Oh yes, there is indeed, although you'll have to bear with me on this one, as we're staying nice and vague for the time being. As this is a scratchbuild, we're not really limited to the shapes and forms offered by standard chassis. The focus should also be the memory, as G.Skill are the ones commissioning the build. As such, to me it makes sense to go with an open-chassis design, something that will have all the components on show and very visible.
To that end, I thought it could be cool to have a shot at using the shape from the Trident Z Royal heatspreaders as the basis for the rig. Unfortunately my whiteboard drawing skills are somewhat lacking (it's at an angle, please it's hard, okay) but hopefully this conveys a little of what I'm hoping to do. The plan is to have the leftmost side have an aluminium cover that follows the shape of the heatspreader, behind which will sit an acrylic layer that carries the signature crystalline look of the lighting strips found on the memory.
I'm looking to machine the crystal accents from thick acrylic, which should be a fun challenge, as I've never really done a lot of 3D machining work. Inside those sections will sit LEDs that can be synced up to the memory. All the remaining aluminium portions will be polished up to add that signature sparkle. This look will be emulated on the right hand side too, behind which will sit the 480mm radiator. For the water-cooling, my current plan is to have the CPU tubes head straight upwards to a motherboard distro plate, inside of which will be fitted a DDC PWM pump.
I'll be digging into the structural parts in the next update, as I still have much to draw up before I can commit to any particular cuts. For now, let's begin with a seemingly simple mod to be done to the CPU water block.
One little thing that's never really gelled with me is how the EKWB Velocity CPU blocks have a little plastic collar on them. I do understand why this is so, but it definitely feels a little at odds with the general heft of the water block, especially the full nickel one that I'll be using. As such, it seemed a good idea to begin by making a custom accent piece from solid aluminium instead!
This piece is a fairly interesting machining job for somebody with a setup like mine, mostly because it's a double-sided operation where most of the sides will want to be accessed on the second op. Conveniently, I'd recently set up my fixture plate to accommodate a Saunders Machine Works Modular Vice system, which seemed like the ideal workholding solution for a part like this.

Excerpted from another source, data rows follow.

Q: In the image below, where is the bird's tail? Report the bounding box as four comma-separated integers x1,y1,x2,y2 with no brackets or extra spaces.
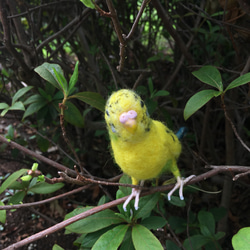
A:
175,127,188,140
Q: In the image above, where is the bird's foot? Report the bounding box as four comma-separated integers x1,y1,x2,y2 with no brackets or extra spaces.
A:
168,175,195,201
123,188,141,212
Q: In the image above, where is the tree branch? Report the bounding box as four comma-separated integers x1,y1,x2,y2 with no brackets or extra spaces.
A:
3,166,250,249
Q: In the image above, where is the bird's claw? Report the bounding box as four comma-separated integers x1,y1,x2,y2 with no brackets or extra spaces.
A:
123,188,141,212
168,175,195,201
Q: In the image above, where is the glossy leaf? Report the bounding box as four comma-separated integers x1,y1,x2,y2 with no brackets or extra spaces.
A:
0,201,6,224
29,182,64,194
23,94,44,105
225,72,250,91
71,92,105,112
141,216,167,230
198,211,215,236
9,190,26,205
92,225,129,250
23,98,47,119
65,207,124,234
9,101,25,111
12,86,33,104
0,103,9,110
52,68,68,94
232,227,250,250
192,66,223,91
132,224,163,250
64,101,84,128
68,61,79,93
134,193,160,219
35,63,65,90
165,240,181,250
0,169,28,195
80,0,95,9
52,244,64,250
184,89,221,120
183,235,210,250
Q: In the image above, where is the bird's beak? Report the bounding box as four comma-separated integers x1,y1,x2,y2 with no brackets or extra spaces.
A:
120,110,137,133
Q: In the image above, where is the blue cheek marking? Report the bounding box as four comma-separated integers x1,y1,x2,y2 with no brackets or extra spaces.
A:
111,125,116,133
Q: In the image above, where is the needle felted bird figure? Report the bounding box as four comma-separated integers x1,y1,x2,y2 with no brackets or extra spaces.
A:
105,89,194,211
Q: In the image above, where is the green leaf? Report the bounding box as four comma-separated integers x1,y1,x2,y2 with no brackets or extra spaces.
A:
79,226,116,247
184,89,221,120
183,235,210,250
132,224,163,250
23,99,47,119
232,227,250,250
9,190,26,205
37,134,50,152
52,68,68,94
65,208,124,234
192,66,223,91
168,195,186,207
71,92,105,112
0,201,6,224
52,244,64,250
0,169,28,195
198,211,215,236
28,182,64,194
153,90,170,97
80,0,95,9
134,193,160,219
165,240,181,250
9,101,25,111
168,216,187,234
68,61,79,94
225,72,250,91
34,63,64,90
23,94,44,105
92,225,129,250
1,108,10,116
12,86,33,104
214,231,225,240
38,87,52,101
64,101,84,128
120,227,135,250
141,216,167,230
0,103,10,110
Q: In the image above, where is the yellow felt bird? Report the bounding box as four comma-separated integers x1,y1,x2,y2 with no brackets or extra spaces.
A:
105,89,194,211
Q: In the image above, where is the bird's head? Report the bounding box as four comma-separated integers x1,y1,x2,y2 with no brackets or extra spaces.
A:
105,89,151,141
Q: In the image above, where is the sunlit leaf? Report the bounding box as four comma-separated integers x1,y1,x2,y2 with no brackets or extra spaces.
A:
192,66,223,91
184,89,221,120
225,73,250,91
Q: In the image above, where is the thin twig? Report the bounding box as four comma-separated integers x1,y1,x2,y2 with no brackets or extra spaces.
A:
4,167,248,250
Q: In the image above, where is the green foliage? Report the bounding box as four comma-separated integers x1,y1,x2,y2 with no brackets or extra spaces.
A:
184,66,250,120
62,174,226,249
136,78,169,115
52,244,64,250
0,86,33,116
64,175,167,249
0,164,64,209
80,0,95,9
232,227,250,250
34,62,105,127
0,201,6,224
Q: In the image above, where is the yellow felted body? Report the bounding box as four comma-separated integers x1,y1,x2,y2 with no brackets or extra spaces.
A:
105,89,182,186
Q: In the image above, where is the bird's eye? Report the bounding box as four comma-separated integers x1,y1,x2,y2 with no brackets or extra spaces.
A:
111,124,116,133
140,100,144,108
106,110,110,116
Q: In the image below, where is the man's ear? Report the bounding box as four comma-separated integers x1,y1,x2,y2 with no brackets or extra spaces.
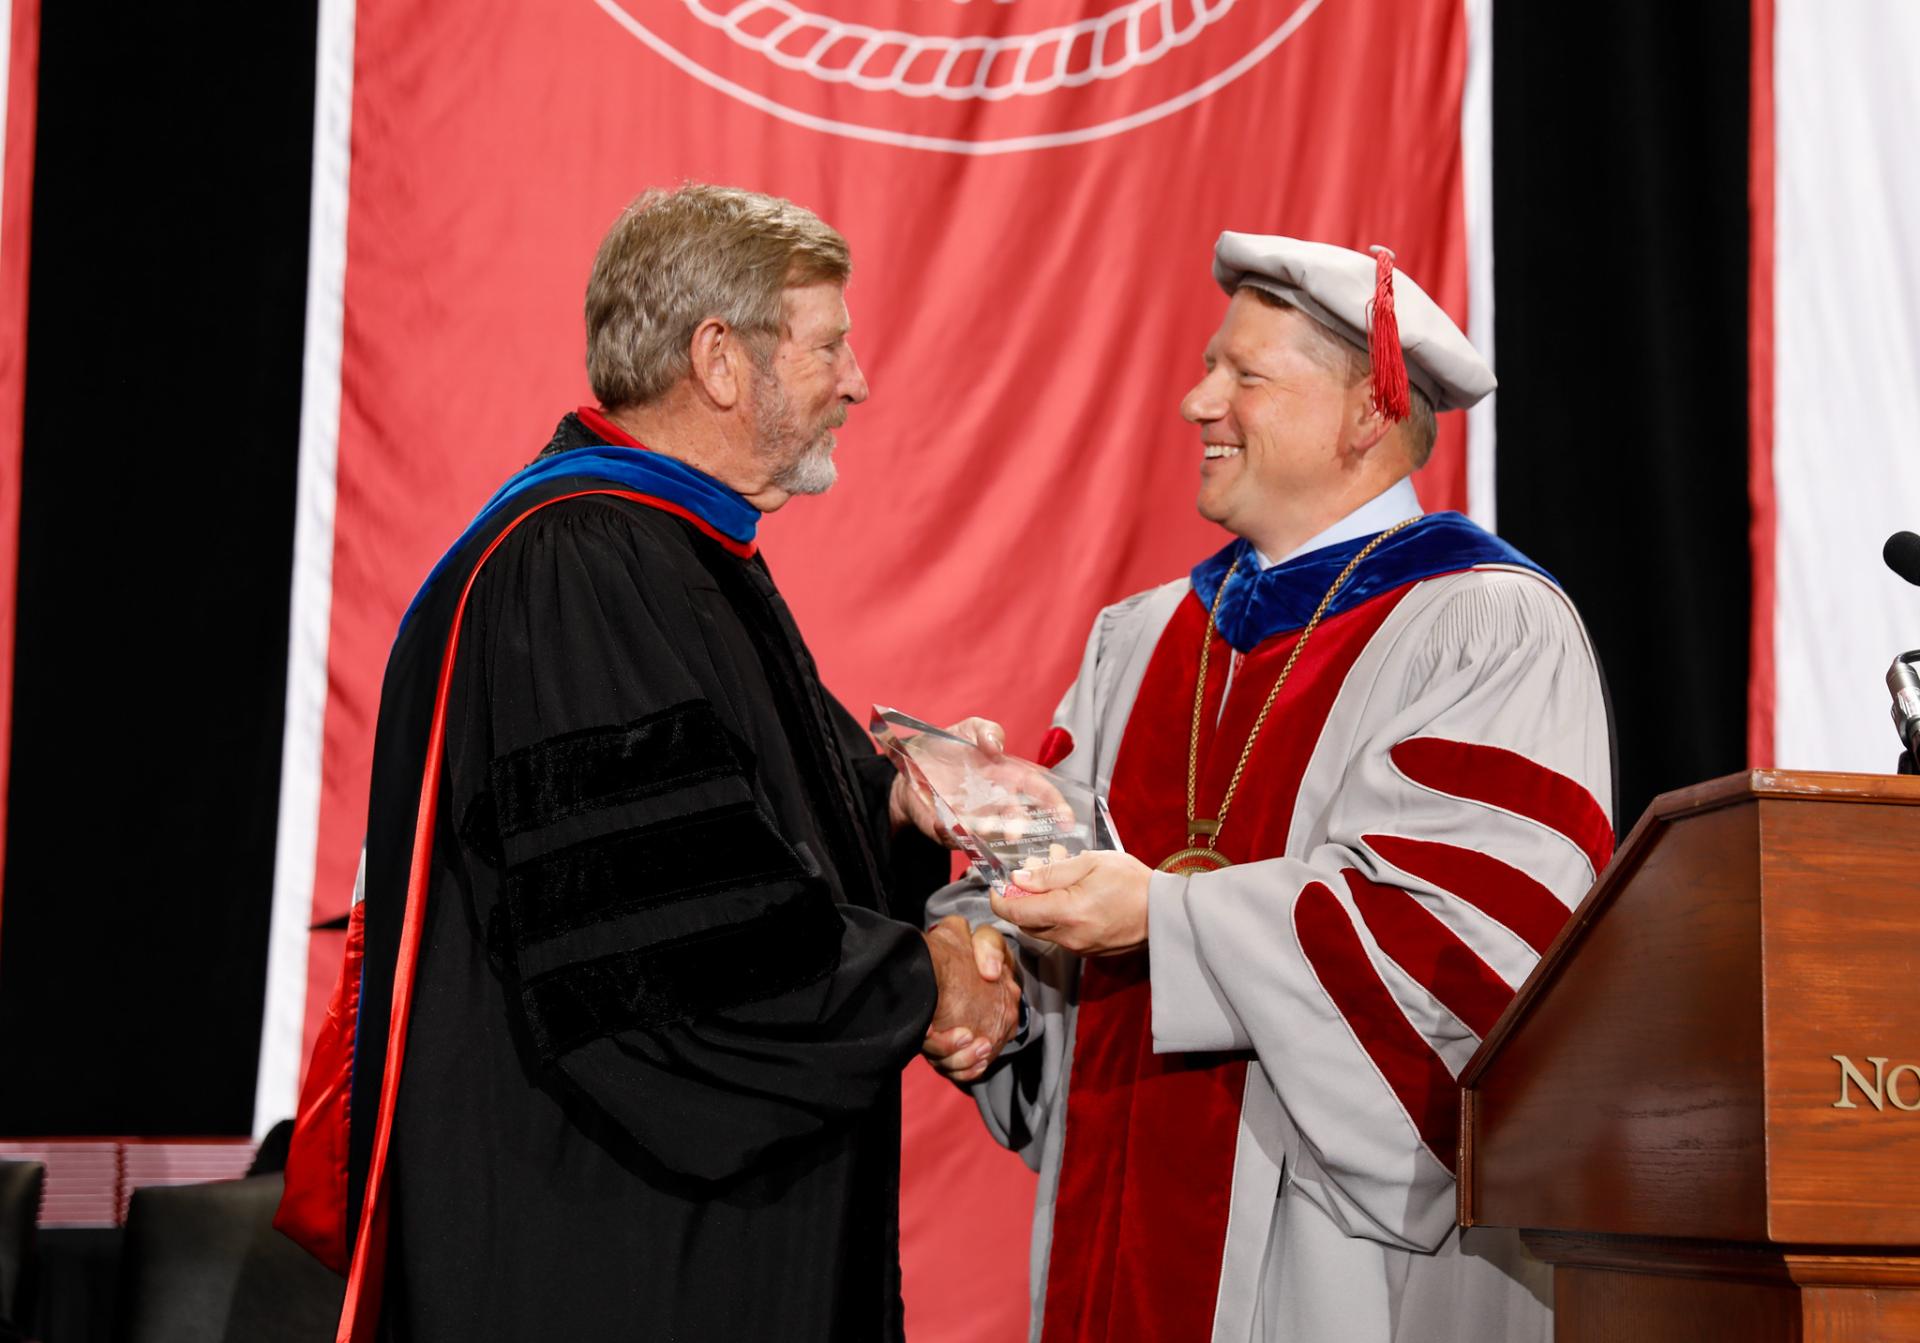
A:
1345,383,1395,460
688,317,743,410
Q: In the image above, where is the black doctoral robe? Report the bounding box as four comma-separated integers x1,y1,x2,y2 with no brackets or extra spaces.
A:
347,414,945,1342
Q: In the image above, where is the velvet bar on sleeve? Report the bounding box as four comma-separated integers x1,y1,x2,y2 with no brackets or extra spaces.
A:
347,417,942,1343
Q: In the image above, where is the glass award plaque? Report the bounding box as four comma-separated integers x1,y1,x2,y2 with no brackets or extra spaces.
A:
871,706,1124,893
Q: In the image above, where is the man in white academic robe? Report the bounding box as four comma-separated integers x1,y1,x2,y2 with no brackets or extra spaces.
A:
926,234,1614,1342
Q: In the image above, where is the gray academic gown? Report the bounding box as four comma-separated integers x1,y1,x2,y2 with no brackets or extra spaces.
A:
934,559,1611,1343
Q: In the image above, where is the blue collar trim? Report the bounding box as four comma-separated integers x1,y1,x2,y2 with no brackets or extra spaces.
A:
1190,511,1555,652
399,444,757,637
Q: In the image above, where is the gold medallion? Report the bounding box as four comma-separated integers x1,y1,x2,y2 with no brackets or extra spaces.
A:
1156,845,1233,875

The majority of the cutting was for making the interior pocket; I wanted to make sure that the LED cable would still fit with the new collar installed, which meant machining out a recess. I used a 4mm Datron 4-in-1 single flute endmill for this, then slot cut around the exterior to cut the part out from the stock. To ensure it remained affixed to the material, I added 4 little tabs to the perimeter which can be snipped off and cleaned up afterwards.
Flipping this part was interesting, as I've not really had to do this sort of work before. After installing the vice, I fitted the part and found the zero point. I was careful to make sure that the tabs wouldn't be on the edges held by the vice, else they could throw off the measurements. I decided to pass on facing the part since I would need to be sanding it later anyway. Using a 6mm chamfer mill I went around the outside of the part, applying a 0.5mm cut. I then finished up with an engraving bit, cutting 0.2mm into the material surface. In case you're curious, the font is the same one as used by G.Skill on the memory heatspreaders.
With the milling complete, it was time to move onto the finishing. This part needs to be shiny to be in keeping with the other components going into the rig, so that meant going through all the grits from 320-4000 and a lot of elbow grease. To help with the interior corners I first went at it with a rotary bristle disc on the Foredom. For the lettering, I used black superglue as an infill material, which was then sanded down to be flush with the surface. Finally a trip to the buffing wheel ensured it was suitably shiny and chrome!